Am Sonntag hatte es in Ägypten die größten Demonstrationen seit dem Sturz des Diktators Hosni Mubarak gegeben. Dabei gingen landesweit mehr als eine Million Menschen auf die Straßen, um am ersten Jahrestag von Mursis Amtsantritt den Rücktritt des Islamisten zu fordern. Aus Kreisen der Armee hieß es, es könnten bis zu 14 Millionen Menschen an den Protesten teilgenommen haben. Aktivisten sprechen sogar von mehr als 30 Millionen Menschen - es sei die größte politische Kundgebung in der Geschichte der Menschheit. Allein auf dem zentralen Tahrir-Platz in Kairo versammelten sich mehr als eine halbe Million Menschen. Viele harrten auch die Nacht über dort aus. Die befürchteten Konfrontationen zwischen den rivalisierenden Lagern blieben hier jedoch aus.

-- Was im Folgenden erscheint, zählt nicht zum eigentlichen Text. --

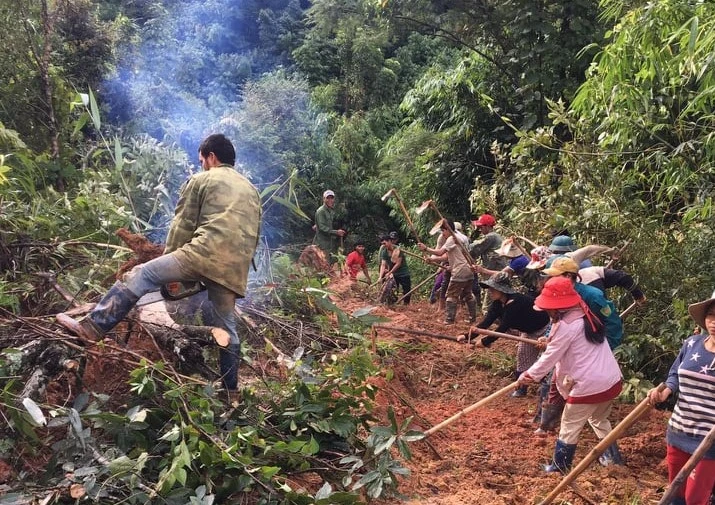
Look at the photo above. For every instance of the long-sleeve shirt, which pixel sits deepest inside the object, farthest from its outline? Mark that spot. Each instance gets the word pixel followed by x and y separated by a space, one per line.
pixel 216 226
pixel 486 250
pixel 591 368
pixel 459 266
pixel 517 313
pixel 604 278
pixel 604 310
pixel 692 375
pixel 325 235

Wenige Kilometer vom Amtssitz Mursis entfernt versammelten sich im Kairoer Vorort Nasr City Zehntausende Anhänger der islamistischen Parteien, um ihre Solidarität mit Mursi zu bekunden. Einige von ihnen trugen Stöcke und Helme bei sich.

Die säkulare Opposition wirft Mursi und den islamistischen Muslimbrüdern vor, die Ideale der Revolution von 2011 verraten zu haben und einen ähnlich autoritären Staat wie unter Mursis Vorgänger Mubarak anzustreben. Anhänger Mursis verweisen hingegen darauf, dass er der erste demokratisch gewählte Präsident Ägyptens ist,

Mursi betonte unterdessen, an seinem Amt festhalten zu wollen und bot erneut an, die islamistisch geprägte Verfassung des Landes zu überarbeiten. Diese war Ende vergangenen Jahres per Volksabstimmung in Kraft gesetzt worden. Die Kritik reißt seither nicht ab.